At the start of my third or fourth year in the classroom, I came across a story about a teacher who did away with typical rows. Instead, he arranged student desks in a horseshoe formation. There were two rows of chairs on each wing, teens facing inward and two rows at the base of the “shoe.” His position was at the open end near the blackboard (in those days). 

This allowed him to roam the center of the classroom at will.

This seating chart proved to be a huge improvement over old-fashioned rows. First, it was popular with students (nearly always a virtue, I think). It allowed them to see each other instead of the backs of their classmates’ heads. This fostered a more intimate atmosphere, especially during discussions.

Equally important, this setup allowed for greatly improved discipline from my end. Suppose, with old-fashioned rows, a child in the back was thinking about poking a neighbor. Or he was writing a note. Under the old arrangement you found yourself far away at the front of the room while the young man studied the distance.

To him it looked safe. He knew you wouldn’t see him poke the cute girl in the back. Or he knew by the time you came down the row he’d have his half-finished love note tucked safely away.

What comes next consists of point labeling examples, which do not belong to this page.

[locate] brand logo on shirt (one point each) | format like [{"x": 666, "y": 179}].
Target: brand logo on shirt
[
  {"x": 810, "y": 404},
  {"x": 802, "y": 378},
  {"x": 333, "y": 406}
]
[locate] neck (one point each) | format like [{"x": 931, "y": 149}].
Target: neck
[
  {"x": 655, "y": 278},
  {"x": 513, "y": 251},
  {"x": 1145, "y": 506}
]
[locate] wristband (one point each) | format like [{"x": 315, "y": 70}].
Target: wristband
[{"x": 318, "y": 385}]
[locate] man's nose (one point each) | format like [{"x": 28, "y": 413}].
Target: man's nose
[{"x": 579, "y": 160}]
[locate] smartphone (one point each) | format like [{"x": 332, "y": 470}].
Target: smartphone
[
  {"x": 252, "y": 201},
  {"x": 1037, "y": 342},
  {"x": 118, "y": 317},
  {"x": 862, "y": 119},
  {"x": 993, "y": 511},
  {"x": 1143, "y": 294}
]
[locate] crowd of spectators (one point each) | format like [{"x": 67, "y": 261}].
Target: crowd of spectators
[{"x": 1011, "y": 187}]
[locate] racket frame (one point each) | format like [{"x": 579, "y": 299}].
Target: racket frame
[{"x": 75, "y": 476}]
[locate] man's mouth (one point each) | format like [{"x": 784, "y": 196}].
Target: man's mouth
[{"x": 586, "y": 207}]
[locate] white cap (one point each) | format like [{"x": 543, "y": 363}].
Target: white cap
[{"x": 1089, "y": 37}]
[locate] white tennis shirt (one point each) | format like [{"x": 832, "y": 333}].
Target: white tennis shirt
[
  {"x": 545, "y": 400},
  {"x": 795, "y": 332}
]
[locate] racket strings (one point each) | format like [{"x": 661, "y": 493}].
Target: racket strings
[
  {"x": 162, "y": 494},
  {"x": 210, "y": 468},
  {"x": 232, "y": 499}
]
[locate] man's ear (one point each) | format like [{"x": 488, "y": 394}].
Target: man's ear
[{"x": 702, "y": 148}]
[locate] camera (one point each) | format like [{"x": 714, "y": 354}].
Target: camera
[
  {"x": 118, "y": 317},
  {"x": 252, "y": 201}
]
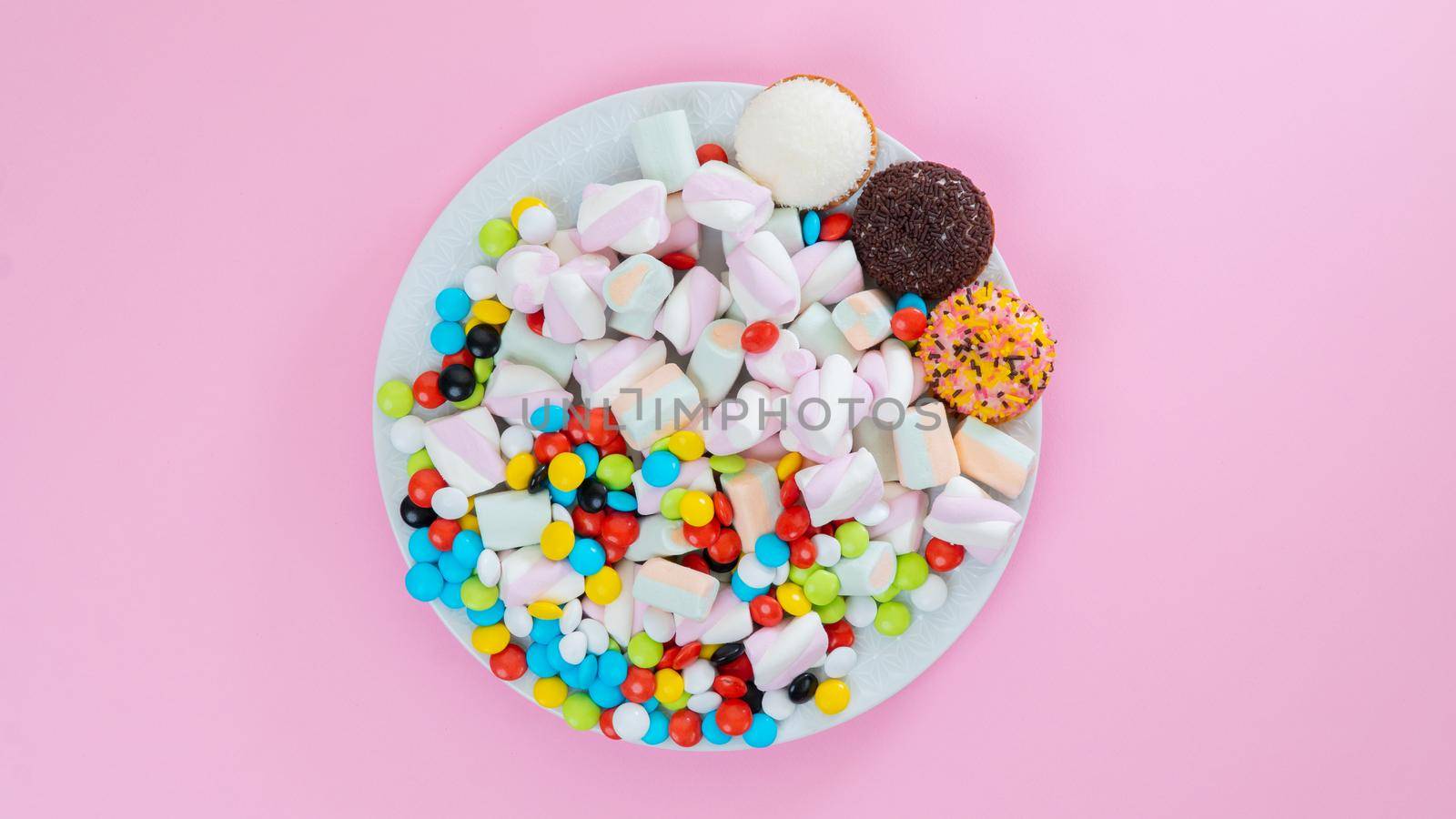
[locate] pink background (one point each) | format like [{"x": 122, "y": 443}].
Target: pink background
[{"x": 1232, "y": 596}]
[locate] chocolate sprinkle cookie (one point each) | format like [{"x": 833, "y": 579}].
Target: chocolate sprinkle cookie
[{"x": 922, "y": 228}]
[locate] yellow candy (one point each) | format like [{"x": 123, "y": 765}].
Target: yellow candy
[
  {"x": 603, "y": 586},
  {"x": 521, "y": 207},
  {"x": 669, "y": 685},
  {"x": 567, "y": 471},
  {"x": 558, "y": 540},
  {"x": 791, "y": 596},
  {"x": 832, "y": 695},
  {"x": 490, "y": 310},
  {"x": 519, "y": 471},
  {"x": 788, "y": 465},
  {"x": 686, "y": 445},
  {"x": 696, "y": 508},
  {"x": 491, "y": 639},
  {"x": 550, "y": 691}
]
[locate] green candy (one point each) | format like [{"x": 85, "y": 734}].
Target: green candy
[
  {"x": 419, "y": 460},
  {"x": 580, "y": 712},
  {"x": 395, "y": 398},
  {"x": 727, "y": 464},
  {"x": 852, "y": 538},
  {"x": 832, "y": 611},
  {"x": 615, "y": 471},
  {"x": 893, "y": 618},
  {"x": 910, "y": 571},
  {"x": 822, "y": 588},
  {"x": 497, "y": 237},
  {"x": 478, "y": 596},
  {"x": 644, "y": 652},
  {"x": 473, "y": 401}
]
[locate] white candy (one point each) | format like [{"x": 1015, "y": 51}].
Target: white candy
[
  {"x": 839, "y": 662},
  {"x": 631, "y": 722},
  {"x": 480, "y": 281},
  {"x": 703, "y": 703},
  {"x": 536, "y": 225},
  {"x": 488, "y": 567},
  {"x": 699, "y": 676},
  {"x": 776, "y": 704},
  {"x": 572, "y": 647},
  {"x": 861, "y": 611},
  {"x": 571, "y": 615},
  {"x": 408, "y": 435},
  {"x": 516, "y": 439},
  {"x": 931, "y": 595},
  {"x": 450, "y": 503},
  {"x": 519, "y": 622}
]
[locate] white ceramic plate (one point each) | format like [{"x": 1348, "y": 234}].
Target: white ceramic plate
[{"x": 553, "y": 162}]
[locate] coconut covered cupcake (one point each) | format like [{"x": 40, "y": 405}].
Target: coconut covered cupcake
[{"x": 808, "y": 140}]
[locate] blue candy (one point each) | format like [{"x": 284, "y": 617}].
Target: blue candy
[
  {"x": 587, "y": 557},
  {"x": 622, "y": 501},
  {"x": 468, "y": 547},
  {"x": 662, "y": 468},
  {"x": 912, "y": 300},
  {"x": 420, "y": 547},
  {"x": 448, "y": 339},
  {"x": 711, "y": 731},
  {"x": 488, "y": 617},
  {"x": 771, "y": 550},
  {"x": 655, "y": 727},
  {"x": 453, "y": 570},
  {"x": 612, "y": 668},
  {"x": 550, "y": 417},
  {"x": 762, "y": 731},
  {"x": 424, "y": 581},
  {"x": 450, "y": 596},
  {"x": 743, "y": 591},
  {"x": 812, "y": 225},
  {"x": 453, "y": 303}
]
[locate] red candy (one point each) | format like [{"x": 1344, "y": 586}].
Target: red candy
[
  {"x": 640, "y": 685},
  {"x": 730, "y": 687},
  {"x": 723, "y": 509},
  {"x": 422, "y": 486},
  {"x": 510, "y": 663},
  {"x": 551, "y": 445},
  {"x": 427, "y": 389},
  {"x": 727, "y": 547},
  {"x": 793, "y": 523},
  {"x": 686, "y": 727},
  {"x": 679, "y": 261},
  {"x": 944, "y": 555},
  {"x": 443, "y": 532},
  {"x": 710, "y": 152},
  {"x": 803, "y": 552},
  {"x": 834, "y": 227},
  {"x": 759, "y": 337},
  {"x": 907, "y": 324},
  {"x": 764, "y": 610},
  {"x": 839, "y": 634},
  {"x": 734, "y": 717}
]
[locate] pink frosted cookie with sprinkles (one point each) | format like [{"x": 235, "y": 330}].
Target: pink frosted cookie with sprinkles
[{"x": 987, "y": 353}]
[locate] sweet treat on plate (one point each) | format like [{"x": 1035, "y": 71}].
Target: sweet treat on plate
[
  {"x": 987, "y": 353},
  {"x": 808, "y": 138},
  {"x": 922, "y": 228},
  {"x": 689, "y": 555}
]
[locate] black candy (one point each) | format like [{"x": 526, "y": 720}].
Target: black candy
[
  {"x": 456, "y": 382},
  {"x": 484, "y": 341},
  {"x": 415, "y": 516},
  {"x": 803, "y": 688}
]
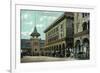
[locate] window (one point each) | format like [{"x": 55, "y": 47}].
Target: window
[
  {"x": 84, "y": 26},
  {"x": 35, "y": 49}
]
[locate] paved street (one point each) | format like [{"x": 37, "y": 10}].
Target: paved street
[{"x": 27, "y": 59}]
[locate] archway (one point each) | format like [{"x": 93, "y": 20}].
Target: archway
[{"x": 85, "y": 26}]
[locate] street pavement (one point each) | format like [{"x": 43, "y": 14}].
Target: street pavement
[{"x": 27, "y": 59}]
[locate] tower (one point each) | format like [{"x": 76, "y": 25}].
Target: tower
[{"x": 35, "y": 44}]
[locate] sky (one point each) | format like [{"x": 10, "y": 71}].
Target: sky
[{"x": 40, "y": 19}]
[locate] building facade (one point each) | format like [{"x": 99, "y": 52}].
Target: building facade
[
  {"x": 33, "y": 46},
  {"x": 59, "y": 36},
  {"x": 81, "y": 35}
]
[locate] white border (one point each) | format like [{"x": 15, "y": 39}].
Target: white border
[{"x": 16, "y": 66}]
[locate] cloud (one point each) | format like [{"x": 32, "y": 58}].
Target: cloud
[
  {"x": 43, "y": 18},
  {"x": 24, "y": 33},
  {"x": 39, "y": 25},
  {"x": 25, "y": 16}
]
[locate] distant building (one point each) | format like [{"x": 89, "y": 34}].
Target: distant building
[
  {"x": 81, "y": 35},
  {"x": 33, "y": 46},
  {"x": 59, "y": 35}
]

The horseshoe altered this calculation. If you roamed the center in random fashion, it was hard for anyone in the “back” to zone out. If you thought the young man in Seat A was doodling, you strolled in his direction, casually, since no rows impeded. And you stood next to his seat. You just happened to stop by—and asked the girl to his right to answer a question. The boy in Seat A is now alert. 

If a girl in Seat C was being a little disruptive you walked over and without a word gave her your “teacher look” or simply tapped her desk.

Seat B (or its twin on the other side of the room) was a good place to locate any particularly loquacious youth. You surrounded them with quiet or studious types in adjacent seats. It was also easy to stand by them during lectures and tamp down any disruptive impulse.

Proximity sufficed—and cutting down minor problems helped avoid festering sores that could lead to serious discipline problems in the end.